On Wednesday, Nov. 2, The Chronicle reported that Centralia law enforcement officers arrested a man near mile marker 80 on Interstate 5. He was driving a vehicle loaded with some 100 pounds of methamphetamine, 20 pounds of cocaine and fentanyl powder and some 340,000 fentanyl pills.

This pro-law enforcement reporting wants you to think that Centralia police are heroes for getting these drugs off the streets. However, the mule, a "Mexican national," apparently drove all the way here from Mexico, and law enforcement knew he was coming.

The car wasn't reported as stopped for a traffic violation. This suggests someone inside the drug deal ratted on the delivery driver, the mule, the real criminals who may have held the mule’s wife or child hostage, threatening them with grievous bodily harm if the delivery went awry.

So the odds are the arrested person is a victim of the drug cartel that sent him, also making the suspect a convenient disposable prop to set up days before an election to turn a positive light on law enforcement and rouse some local conservative bigotry by announcing the suspect as a "Mexican national." Obvious fodder for quotidian xenophobic reporting rather than a deep journalistic evaluation of the situation and conditions, including no reasonable inquiry and discourse into the demand — which is at the end of the day, the only and the real story.

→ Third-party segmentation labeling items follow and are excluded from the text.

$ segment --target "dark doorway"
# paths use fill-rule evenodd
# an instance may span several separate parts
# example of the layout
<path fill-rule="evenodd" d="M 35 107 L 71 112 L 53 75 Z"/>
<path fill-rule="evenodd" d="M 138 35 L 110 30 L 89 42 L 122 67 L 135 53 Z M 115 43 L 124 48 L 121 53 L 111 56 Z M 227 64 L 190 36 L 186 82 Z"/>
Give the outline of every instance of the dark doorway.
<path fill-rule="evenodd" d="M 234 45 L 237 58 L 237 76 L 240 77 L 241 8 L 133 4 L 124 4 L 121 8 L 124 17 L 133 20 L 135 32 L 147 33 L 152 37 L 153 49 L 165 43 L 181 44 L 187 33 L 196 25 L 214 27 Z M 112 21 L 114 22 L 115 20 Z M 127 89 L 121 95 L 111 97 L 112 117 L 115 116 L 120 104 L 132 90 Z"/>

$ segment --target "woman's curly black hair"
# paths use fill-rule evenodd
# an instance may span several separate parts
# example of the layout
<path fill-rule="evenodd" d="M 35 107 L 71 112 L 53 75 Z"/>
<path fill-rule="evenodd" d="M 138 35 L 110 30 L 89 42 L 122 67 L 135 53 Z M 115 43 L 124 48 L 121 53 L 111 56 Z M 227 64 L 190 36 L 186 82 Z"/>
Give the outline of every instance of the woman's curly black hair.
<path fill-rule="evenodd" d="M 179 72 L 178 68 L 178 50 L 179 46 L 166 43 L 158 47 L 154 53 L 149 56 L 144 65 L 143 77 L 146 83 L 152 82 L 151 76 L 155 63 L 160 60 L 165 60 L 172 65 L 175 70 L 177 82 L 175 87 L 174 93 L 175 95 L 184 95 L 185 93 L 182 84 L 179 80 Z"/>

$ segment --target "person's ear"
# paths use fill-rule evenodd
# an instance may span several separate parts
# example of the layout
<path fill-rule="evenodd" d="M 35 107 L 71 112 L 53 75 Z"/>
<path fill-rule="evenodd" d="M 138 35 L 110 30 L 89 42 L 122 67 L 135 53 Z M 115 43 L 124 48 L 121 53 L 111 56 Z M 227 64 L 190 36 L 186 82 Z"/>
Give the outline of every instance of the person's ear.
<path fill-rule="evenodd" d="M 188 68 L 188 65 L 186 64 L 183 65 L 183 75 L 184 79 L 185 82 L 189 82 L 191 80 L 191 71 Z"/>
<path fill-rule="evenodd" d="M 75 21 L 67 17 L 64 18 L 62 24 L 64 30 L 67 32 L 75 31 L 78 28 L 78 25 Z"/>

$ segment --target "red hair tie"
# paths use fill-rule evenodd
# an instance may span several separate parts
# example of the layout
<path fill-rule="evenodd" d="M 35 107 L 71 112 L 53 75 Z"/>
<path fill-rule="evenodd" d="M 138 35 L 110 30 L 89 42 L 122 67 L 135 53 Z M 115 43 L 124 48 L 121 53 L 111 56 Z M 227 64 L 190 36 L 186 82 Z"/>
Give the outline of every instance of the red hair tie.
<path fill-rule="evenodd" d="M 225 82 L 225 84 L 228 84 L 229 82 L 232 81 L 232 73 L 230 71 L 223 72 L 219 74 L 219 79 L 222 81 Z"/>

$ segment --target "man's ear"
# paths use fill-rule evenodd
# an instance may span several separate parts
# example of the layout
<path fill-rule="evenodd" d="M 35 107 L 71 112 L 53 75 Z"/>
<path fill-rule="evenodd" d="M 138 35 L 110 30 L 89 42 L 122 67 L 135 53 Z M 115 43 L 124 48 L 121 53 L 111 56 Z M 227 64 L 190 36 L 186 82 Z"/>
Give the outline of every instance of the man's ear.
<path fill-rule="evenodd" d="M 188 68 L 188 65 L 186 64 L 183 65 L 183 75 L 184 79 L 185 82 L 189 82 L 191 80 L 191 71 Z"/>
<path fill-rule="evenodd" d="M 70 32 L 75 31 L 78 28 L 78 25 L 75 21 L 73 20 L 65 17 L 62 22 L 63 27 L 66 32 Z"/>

Why do so many U.S. citizens have substance use disorders? Who received the tip the drugs were coming? And why wasn't the bust made much further south? It is fair to question this lack of inquiry by The Chronicle editorial staff.

When I was a youth here in the 1970 and 1980s, many adults referred to The Chronicle as the “comical,” and not because the Sunday funnies was the bulk of the weekly content, but rather because of the reporting quality.

A scary story as big as the one The Chronicle has brokered with this article deserves better, deeper, clearer journalism, and not a tired, three-paragraph, pro-cop biased “rah-rah” that borders on xenophobic pandering.